The fact of decision-making and getting results is, look all you want without leaping and you won’t achieve anything tangible, leap all you want without looking and you’ll likely make very costly avoidable mistakes.

Optimal Algorithm of Looking And Leaping

This balance is what the algorithm secretary problem describes. It’s a split between looking and leaping.

Looking, when you lack enough experience to know what to choose, what course of action to take, and leaping when you have enough information to make a reasoned choice and run with it.

The most instructive part of the algorithm that proposes an optimal solution to the secretary problem is that its divided neatly into two phases. A phase where you look, search and research, then switching after a while to the other phase of leaping: making a decision and running with it.

When does Looking become Leaping?

The algorithm offers the optimal point of ~40% to switch from looking to leaping but real life is not as neat.

That’s why the greatest lesson of the algorithm presented by the secretary problem is that optimal decision will involve two phases: one phase where you look, followed by the other phase where you leap.

But the problem remains: at what point do you switch from one to another?

Let’s say you want to decide on buying a house, choosing a mate or career, or any of the significant life or career decisions?
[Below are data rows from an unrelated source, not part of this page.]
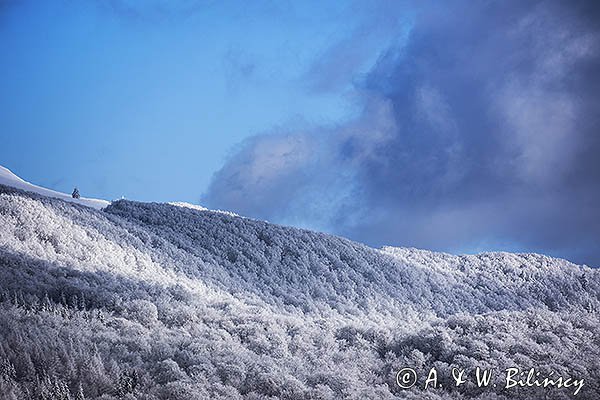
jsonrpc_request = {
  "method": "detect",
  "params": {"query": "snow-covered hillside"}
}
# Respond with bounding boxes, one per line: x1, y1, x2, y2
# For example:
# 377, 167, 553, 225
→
0, 165, 109, 209
0, 172, 599, 399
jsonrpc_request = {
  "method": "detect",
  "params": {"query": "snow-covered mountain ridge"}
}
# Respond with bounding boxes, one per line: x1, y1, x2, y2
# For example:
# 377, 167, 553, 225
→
0, 169, 599, 399
0, 165, 110, 209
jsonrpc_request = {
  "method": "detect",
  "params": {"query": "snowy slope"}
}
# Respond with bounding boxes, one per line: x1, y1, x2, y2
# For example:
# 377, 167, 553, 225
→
105, 200, 598, 318
0, 174, 599, 399
0, 165, 109, 209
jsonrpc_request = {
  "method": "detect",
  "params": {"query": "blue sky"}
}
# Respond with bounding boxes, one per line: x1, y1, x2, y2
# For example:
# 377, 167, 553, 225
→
1, 1, 387, 200
1, 1, 599, 266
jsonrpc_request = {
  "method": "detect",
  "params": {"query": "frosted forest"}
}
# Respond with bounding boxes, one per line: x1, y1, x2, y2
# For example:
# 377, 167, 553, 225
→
2, 0, 600, 398
0, 183, 599, 399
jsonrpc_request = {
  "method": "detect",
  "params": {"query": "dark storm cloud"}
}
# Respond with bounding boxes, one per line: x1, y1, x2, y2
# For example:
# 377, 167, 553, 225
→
204, 0, 600, 266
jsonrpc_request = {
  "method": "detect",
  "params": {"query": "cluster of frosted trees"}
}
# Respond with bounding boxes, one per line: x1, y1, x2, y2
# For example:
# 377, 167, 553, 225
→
0, 184, 599, 399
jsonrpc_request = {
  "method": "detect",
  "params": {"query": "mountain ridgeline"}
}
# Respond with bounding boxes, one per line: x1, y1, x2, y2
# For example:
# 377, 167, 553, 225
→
0, 183, 599, 399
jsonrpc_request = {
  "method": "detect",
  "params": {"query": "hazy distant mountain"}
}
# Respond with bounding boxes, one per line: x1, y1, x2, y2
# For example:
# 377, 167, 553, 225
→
0, 167, 598, 399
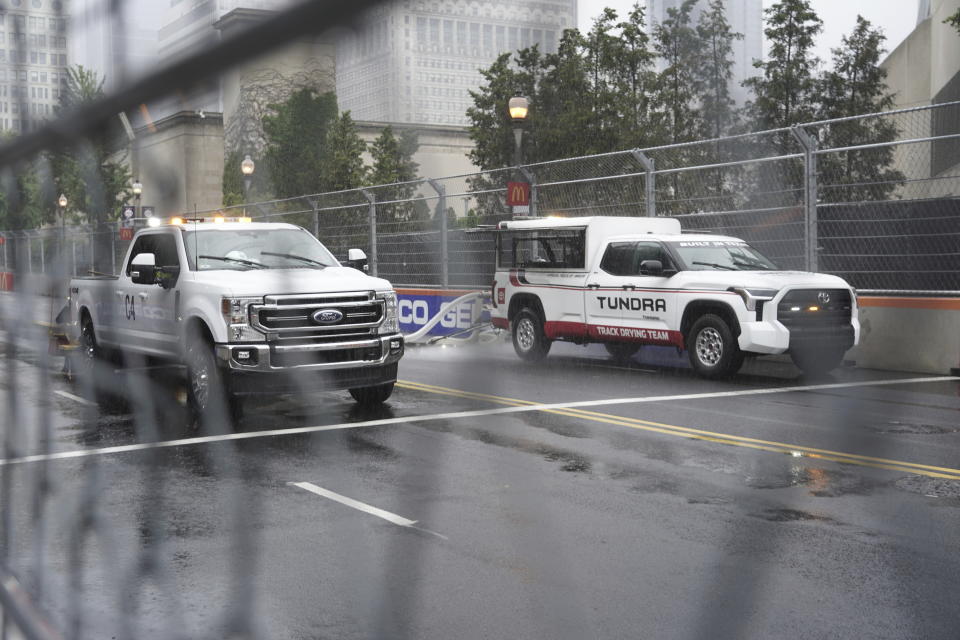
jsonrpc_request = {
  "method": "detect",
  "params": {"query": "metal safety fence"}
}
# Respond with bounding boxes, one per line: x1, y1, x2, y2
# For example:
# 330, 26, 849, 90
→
7, 101, 956, 294
1, 0, 959, 636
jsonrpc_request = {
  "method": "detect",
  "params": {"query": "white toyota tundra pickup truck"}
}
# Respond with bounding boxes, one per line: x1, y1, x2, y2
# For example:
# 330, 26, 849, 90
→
66, 217, 404, 424
489, 216, 859, 378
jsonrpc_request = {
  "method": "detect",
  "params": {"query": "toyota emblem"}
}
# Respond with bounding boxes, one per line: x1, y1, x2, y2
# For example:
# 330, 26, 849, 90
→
312, 309, 344, 325
817, 291, 831, 305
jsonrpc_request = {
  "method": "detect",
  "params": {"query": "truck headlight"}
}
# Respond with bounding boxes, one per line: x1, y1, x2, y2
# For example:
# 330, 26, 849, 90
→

How do you avoid analysis paralysis that looking often harbour or the costly mistakes that blind leaping often harbour?

Based on the lesson of the secretary problem algorithm, there are two tactics that help:

1. Ask if your problem is a lack of information?

Do you lack information? Would more information help you make a better decision?

If so, you’re best served to go through a ‘looking’ phase where you simply just explore your options without making any real commitment yet. In this phase, you just experimentally try out different options without committing to any of them. Spend some time in different jobs before picking a career. Spend some time with different groups of people before finding a tribe.

What if you have the opposite problem? You have a lot of information, but can’t make a choice?

Stop the analysis paralysis. Pick something and start working on it. Make a choice and commit to it. Commit to one of the many options you have for a minimum period of time and evaluate afterwards.

2. Set a deadline for action

Another application of the algorithm is to set a deadline after which you go from looking to leaping. More research will more likely help you pick the best option, just like if you interview more applicants for a job, you’ll be much more likely to find the ideal candidate than if you hire the first person through the door.

However, more research can easily devolve into analysis paralysis where you spend so much time “thinking” about and “researching” options, that you never actually do anything about it.

Therefore, a way to counteract this is to set a deadline beyond which you start to take action, regardless of the information you have or have not.

To Wrap Up

When making important decisions, there are two costly extremes you want to avoid: reading/researching without taking action, or merely acting without doing the required research can prove costly.

The optimal point is one that balances research and action; that balances looking and leaping.